Иван Зорин - Повестка без адреса
И вот опять тот же запах ударил в нос.
— Я — мёртвый поэт на отдыхе, — рисуясь, представился он, будто видел её впервые.
Она шла к парому, шурша платьем, молчаливая и сосредоточенная, не обращая внимания на его приподнятую шляпу.
— Художника обидеть легко! — крикнул он вслед.
Она остановилась, точно раздавив насекомое, брезгливо выпятила губы:
— Ты — художник?
И Гаврила растерянно умолк.
Мир для Гаврилы давно утратил тайну, и только одна загадка торчала гвоздём — отчего так старательно сживают друг друга со света? «От неопытности, — объяснял он себе, — живи два раза, такого бы не было». Со злости Гаврила плюнул в колодец, однако звука не услышал. Тогда он бросил в него камень и принялся считать. «А зачем так живут, и сами не знают», — продолжал он размышлять, сбившись со счёта.
И решил записать пришедшую мысль. «У них нет своего мнения», — вывел он аккуратным почерком, отделяя себя от «них», довольный, что ему позволена такая роскошь. Он покусывал ручку, когда его отвлёк стук — странник, такой толстый, что на рубашке у него лопались швы, размечал тростью дорогу. Он застыл в пяти шагах, но его тень накрыла Гаврилу, у которого защипало в носу. Толстяк попросил воды. Гаврила кивнул на колодец. Отбросив суковатую палку, гость не спеша зачерпнул ведром и, заслонившись от солнца дном, напился.
— Для того чтобы брать воду, не нужно вычислять его глубину, — кивнув на колодец, заметил он обомлевшему Гавриле. — И наш мир таков — его используют, но не знают.

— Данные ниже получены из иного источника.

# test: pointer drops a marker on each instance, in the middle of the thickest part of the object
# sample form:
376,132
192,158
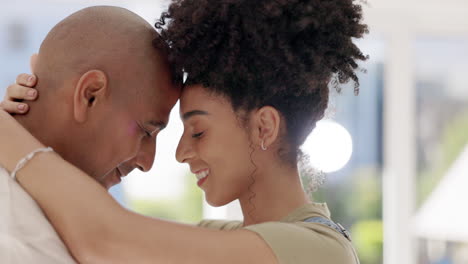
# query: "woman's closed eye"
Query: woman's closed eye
197,135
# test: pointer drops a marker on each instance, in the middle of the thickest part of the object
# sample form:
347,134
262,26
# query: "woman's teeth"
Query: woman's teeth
202,174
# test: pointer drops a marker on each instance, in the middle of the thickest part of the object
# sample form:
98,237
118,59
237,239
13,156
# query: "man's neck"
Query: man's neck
39,127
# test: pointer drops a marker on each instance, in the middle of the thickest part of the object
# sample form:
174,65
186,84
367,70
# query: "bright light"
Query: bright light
329,146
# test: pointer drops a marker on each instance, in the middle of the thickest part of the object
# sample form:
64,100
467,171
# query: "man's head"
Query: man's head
105,92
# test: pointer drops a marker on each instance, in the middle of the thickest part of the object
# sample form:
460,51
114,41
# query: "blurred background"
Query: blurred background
395,156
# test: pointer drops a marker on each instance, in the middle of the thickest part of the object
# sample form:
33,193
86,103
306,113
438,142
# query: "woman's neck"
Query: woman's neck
275,193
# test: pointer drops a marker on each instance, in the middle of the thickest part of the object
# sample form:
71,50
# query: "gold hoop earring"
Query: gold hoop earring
263,146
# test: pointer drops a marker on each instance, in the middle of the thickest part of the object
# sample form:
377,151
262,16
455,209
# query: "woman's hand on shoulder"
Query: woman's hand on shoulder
18,93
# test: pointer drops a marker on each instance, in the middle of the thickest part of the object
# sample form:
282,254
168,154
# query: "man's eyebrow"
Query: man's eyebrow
193,113
160,125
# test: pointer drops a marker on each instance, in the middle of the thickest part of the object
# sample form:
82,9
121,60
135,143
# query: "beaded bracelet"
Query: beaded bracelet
28,157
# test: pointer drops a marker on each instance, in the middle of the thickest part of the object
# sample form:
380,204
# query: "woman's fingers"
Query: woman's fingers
14,107
19,92
26,80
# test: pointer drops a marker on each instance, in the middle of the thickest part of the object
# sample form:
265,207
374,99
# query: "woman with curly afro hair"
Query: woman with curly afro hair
256,78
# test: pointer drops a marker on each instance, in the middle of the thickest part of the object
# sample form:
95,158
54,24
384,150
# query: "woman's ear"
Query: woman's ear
268,122
90,90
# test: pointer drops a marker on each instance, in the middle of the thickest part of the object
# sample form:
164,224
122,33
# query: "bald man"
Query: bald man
105,92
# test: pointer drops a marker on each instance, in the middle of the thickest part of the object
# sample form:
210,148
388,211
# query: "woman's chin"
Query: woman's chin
217,201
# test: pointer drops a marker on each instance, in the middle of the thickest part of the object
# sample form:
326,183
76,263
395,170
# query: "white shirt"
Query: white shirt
26,236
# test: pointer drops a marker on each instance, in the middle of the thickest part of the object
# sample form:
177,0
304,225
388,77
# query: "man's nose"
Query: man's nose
184,151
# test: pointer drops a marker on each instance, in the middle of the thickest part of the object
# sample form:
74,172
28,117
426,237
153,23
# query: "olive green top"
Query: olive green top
294,241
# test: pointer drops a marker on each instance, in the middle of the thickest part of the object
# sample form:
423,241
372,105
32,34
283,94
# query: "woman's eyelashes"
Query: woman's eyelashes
197,135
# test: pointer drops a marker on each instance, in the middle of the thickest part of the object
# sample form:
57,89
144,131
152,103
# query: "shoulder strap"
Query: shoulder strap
324,221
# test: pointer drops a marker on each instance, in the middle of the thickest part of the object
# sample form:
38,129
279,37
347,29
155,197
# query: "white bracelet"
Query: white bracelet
28,157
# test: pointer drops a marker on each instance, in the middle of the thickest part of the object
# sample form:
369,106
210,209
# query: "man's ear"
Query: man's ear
90,90
268,122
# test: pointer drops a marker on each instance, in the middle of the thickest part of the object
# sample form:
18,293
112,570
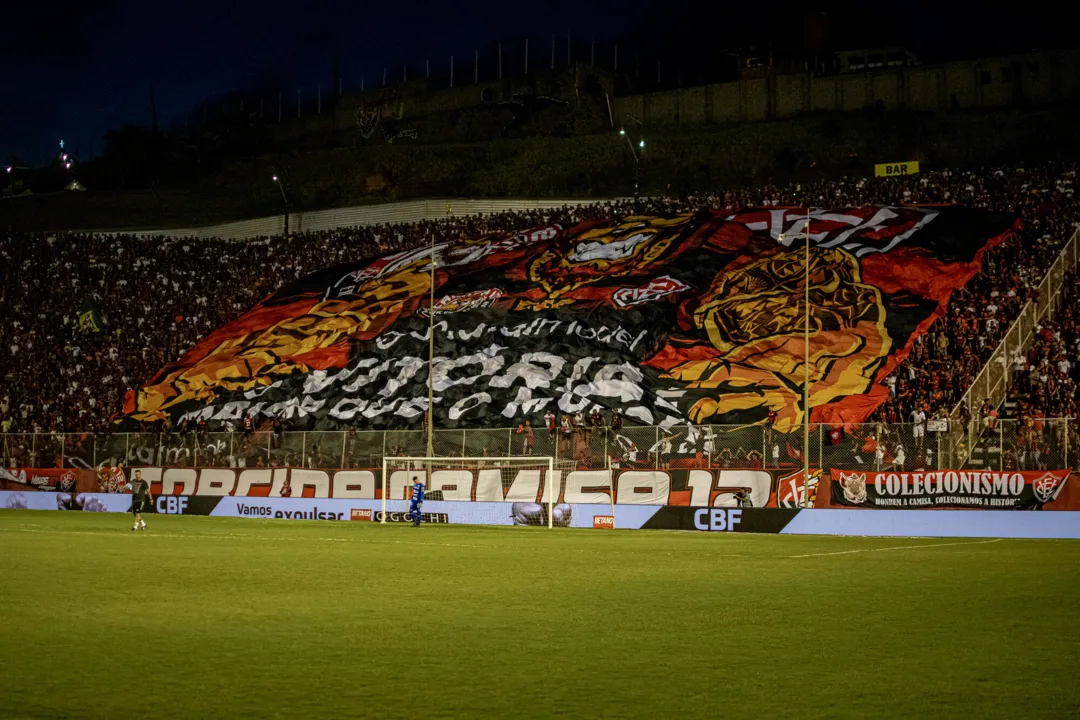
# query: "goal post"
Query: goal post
505,490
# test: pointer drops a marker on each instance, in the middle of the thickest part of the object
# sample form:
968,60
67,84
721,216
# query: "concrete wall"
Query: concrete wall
999,82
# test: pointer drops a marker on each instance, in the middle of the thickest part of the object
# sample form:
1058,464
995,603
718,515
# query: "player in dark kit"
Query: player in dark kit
416,502
140,499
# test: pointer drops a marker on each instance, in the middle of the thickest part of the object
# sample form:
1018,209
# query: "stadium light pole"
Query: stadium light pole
806,361
431,351
637,164
284,200
806,370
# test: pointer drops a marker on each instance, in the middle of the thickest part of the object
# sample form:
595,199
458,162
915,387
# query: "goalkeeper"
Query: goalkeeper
415,502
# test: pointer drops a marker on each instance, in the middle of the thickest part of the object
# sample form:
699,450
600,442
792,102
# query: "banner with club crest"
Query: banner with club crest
947,488
693,317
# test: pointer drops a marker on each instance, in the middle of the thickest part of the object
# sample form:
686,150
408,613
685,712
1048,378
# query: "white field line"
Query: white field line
899,547
200,535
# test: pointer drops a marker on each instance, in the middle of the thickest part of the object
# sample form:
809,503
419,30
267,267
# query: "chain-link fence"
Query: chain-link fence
991,384
990,444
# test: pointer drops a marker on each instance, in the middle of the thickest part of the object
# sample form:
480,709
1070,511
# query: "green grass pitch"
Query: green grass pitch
213,617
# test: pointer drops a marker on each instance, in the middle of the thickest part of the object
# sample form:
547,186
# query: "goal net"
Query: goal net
522,490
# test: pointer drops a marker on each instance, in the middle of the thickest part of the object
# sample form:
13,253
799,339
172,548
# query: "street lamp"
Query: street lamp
637,163
284,200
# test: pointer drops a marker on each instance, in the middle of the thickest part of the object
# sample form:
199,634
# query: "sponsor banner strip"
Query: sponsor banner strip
912,524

Гаврила заёрзал, точно ему щекотали подмышками.
— А что ты думаешь о мире? — спросил он, засунув палец в ухо.
Он хотел услышать, что все пишут его историю, в которой каждому отводится глава.
— Поманили калачом, да огрели кирпичом! — захохотал странник. — Я — Поликарп, у меня было двенадцать учеников, которых я предал, прежде чем они успели предать меня. «В мире, построенном на правде, всегда гнездится обман, — учил я, переходя с места на место. — Как добро оборачивается злом, никто не ведает, зато все знают, что зло до добра не доведёт».
— Нет ни добра, ни зла, — равнодушно возразил Гаврила, — в одно время что-то бывает добром, в другое — злом.
Но Поликарп пропустил мимо.
— «Дело не в самом зле, а в его неизбежности, — поддерживал я того, у кого дрожала рука, — если не ты убьёшь врага, его заберут в солдаты, и всё равно убьют. Так что сводите счёты, пока обоим не стало обидно!» Мне давали мясо и вино. «Не изображай любовь, — говорил я таким, — если хочешь быть честным, покажи свою злость!» Других я подкупал прямотой: «Не верь мне: я улыбаюсь твоей удаче, но улыбка — только часть моего лица…»
— Люди и так не способны верить, — опять встрял Гаврила.
Но Поликарп гнул своё.
— На искренность клевали многие, — гудел он, как колокол при пожаре, — однако некоторые сомневались. «Не заигрывай с правдой, — советовал я тогда. — Живи во лжи и не давай другому лжецу выглядеть убедительнее». И я процветал. Однако путь долог, бывает, вышел мужчиной, пришёл — женщиной. У меня появился соперник, кормивший притчами, и только однажды — семью хлебами. Он сорил банальностями, которые всегда убедительнее истин, и его последним доводом стало страдание. Меня прогнали, и с тех пор я брожу по свету в поисках тех, кто презирает ближнего, как самого себя.
— Но я не из тех… — начал было Гаврила и осёкся.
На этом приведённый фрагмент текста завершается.